Because the reclassification program is shrouded in secrecy, it continued virtually without outside notice until historian Matthew Aid noticed that dozens of documents he had copied years ago had been removed from the archives.

This lobotomizing of the nation’s historic memory makes it easier to not remember what has been forgotten. In the past few years, the Constitution or Bill of Rights and Freedom of Information Act seems to have been forgotten. Many do not seem to remember the lessons taught by a handful of colonists who were tired of being arrested and jailed for speaking out against King George and the British Empire. After winning the American Revolution they made sure that the rights to free speech and to protest were part of the essential freedoms in the First Amendment.
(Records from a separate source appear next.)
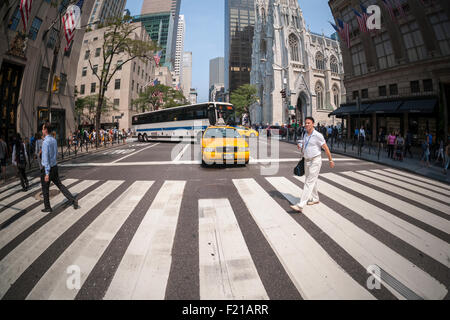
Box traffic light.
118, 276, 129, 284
280, 89, 286, 99
52, 76, 61, 93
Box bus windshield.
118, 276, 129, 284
216, 104, 235, 125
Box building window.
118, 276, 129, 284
374, 32, 396, 70
361, 89, 368, 99
133, 62, 136, 72
39, 67, 50, 91
114, 99, 120, 107
95, 48, 101, 57
410, 80, 420, 93
400, 21, 427, 62
379, 86, 387, 97
47, 28, 58, 49
333, 86, 340, 108
84, 50, 90, 60
350, 44, 367, 76
423, 79, 433, 92
389, 84, 398, 96
91, 82, 96, 93
8, 6, 21, 31
429, 12, 450, 55
115, 79, 121, 90
315, 82, 324, 109
92, 65, 98, 75
82, 67, 87, 77
28, 17, 43, 40
117, 60, 123, 70
353, 90, 359, 100
137, 83, 139, 93
315, 52, 325, 70
59, 74, 67, 94
132, 80, 134, 91
80, 84, 85, 95
93, 37, 98, 41
330, 56, 339, 73
289, 34, 300, 62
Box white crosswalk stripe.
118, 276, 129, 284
0, 167, 448, 300
0, 177, 40, 199
269, 176, 447, 300
383, 168, 450, 191
104, 181, 184, 300
26, 181, 153, 300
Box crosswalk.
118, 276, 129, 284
0, 168, 448, 300
102, 149, 135, 155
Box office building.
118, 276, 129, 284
209, 57, 224, 88
175, 15, 185, 79
88, 0, 127, 26
225, 0, 256, 93
329, 0, 450, 141
182, 52, 192, 99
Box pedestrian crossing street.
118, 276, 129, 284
0, 168, 449, 300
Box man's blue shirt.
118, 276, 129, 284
41, 135, 58, 175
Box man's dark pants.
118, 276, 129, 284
41, 166, 75, 209
17, 165, 28, 189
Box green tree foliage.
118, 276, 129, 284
132, 84, 188, 113
86, 16, 159, 144
75, 95, 116, 124
230, 84, 258, 124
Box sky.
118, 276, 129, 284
125, 0, 335, 102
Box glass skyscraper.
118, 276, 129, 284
225, 0, 256, 93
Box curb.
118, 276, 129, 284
281, 140, 450, 185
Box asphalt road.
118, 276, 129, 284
0, 138, 449, 300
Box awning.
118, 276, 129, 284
365, 101, 403, 114
329, 103, 370, 117
398, 99, 437, 113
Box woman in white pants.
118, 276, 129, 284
291, 117, 335, 213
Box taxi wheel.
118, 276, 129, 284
201, 159, 209, 167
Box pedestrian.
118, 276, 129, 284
0, 136, 8, 183
420, 140, 431, 167
395, 134, 404, 161
444, 140, 449, 174
404, 130, 413, 158
435, 139, 445, 166
290, 117, 335, 213
387, 132, 396, 159
12, 134, 29, 191
40, 122, 78, 213
359, 126, 366, 149
35, 132, 43, 170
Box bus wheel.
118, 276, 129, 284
138, 134, 143, 142
143, 134, 149, 142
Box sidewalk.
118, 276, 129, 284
282, 137, 450, 184
2, 138, 136, 184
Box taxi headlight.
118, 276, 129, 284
238, 147, 249, 152
204, 147, 215, 153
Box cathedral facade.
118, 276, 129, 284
250, 0, 346, 126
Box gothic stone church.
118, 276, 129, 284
250, 0, 345, 126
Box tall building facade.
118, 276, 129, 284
209, 57, 225, 101
175, 15, 185, 79
0, 0, 94, 143
75, 23, 155, 130
329, 0, 450, 142
88, 0, 127, 26
225, 0, 256, 93
251, 0, 345, 126
182, 52, 192, 99
140, 0, 181, 68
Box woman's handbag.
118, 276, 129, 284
294, 158, 305, 176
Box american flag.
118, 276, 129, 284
353, 8, 368, 34
382, 0, 396, 22
20, 0, 33, 31
62, 0, 84, 51
152, 91, 163, 104
337, 18, 350, 49
153, 50, 163, 66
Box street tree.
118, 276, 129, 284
133, 84, 188, 113
75, 94, 116, 125
85, 15, 159, 145
230, 84, 258, 125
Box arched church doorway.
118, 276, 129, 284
295, 93, 307, 126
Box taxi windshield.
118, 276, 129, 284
204, 128, 241, 138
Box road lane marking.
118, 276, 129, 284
198, 198, 268, 300
26, 181, 153, 300
173, 143, 191, 162
360, 170, 449, 203
233, 178, 375, 300
111, 143, 160, 163
104, 181, 184, 300
270, 176, 447, 300
383, 168, 450, 191
0, 181, 124, 299
372, 169, 450, 196
0, 180, 90, 251
322, 173, 450, 234
343, 171, 450, 215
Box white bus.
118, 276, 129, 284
132, 102, 236, 142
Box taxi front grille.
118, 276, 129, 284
216, 146, 238, 153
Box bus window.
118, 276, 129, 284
208, 108, 216, 125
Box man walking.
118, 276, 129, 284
41, 122, 78, 213
291, 117, 335, 213
0, 136, 8, 183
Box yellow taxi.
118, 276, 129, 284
202, 126, 250, 165
234, 125, 259, 138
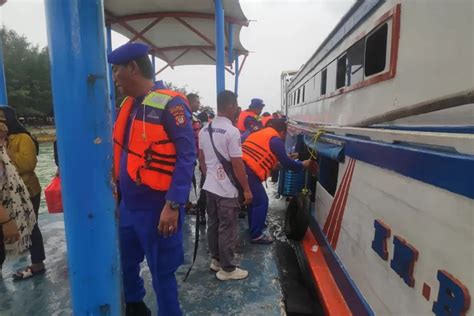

If we don’t remember and protect our rights we can easily lose what took the blood of patriots to secure. The more recent revelation that federal law was bypassed in approving warrantless electronic surveillance—spying—of Americans is one example. Another is a new bill, sponsored by Sen. Arlen Specter (R-Pa.) that gives the Secret Service unbridled authority to suppress political dissent and increase the maximum imprisonment from six months to 10 years. The proposed law, titled “Secret Service Authorization and Technical Modification act of 2005,”also creates a new federal police force, to be called the “United States Secret Service Uniformed Division” [Gestapo]. Members of this force are authorized to carry firearms and authorized to “make arrests without warrant for any offense against the United States committed in their presence, or for any felony cognizable under the laws of the United States if they have reasonable grounds to believe that the person to be arrested has committed or is committing such felony” (sec. 3056A (b)(1)(B)).

“Reasonable grounds” is not specified, so it is left up to the mood or discretion of the federal police force officer. The targets of this law will not be terrorists or threats to national security. It will be anyone deemed a threat to the political powers that be.

With a “Secret Service” to “protect” our rights and freedoms, we can just relax under a coconut tree drinking our favorite beverage.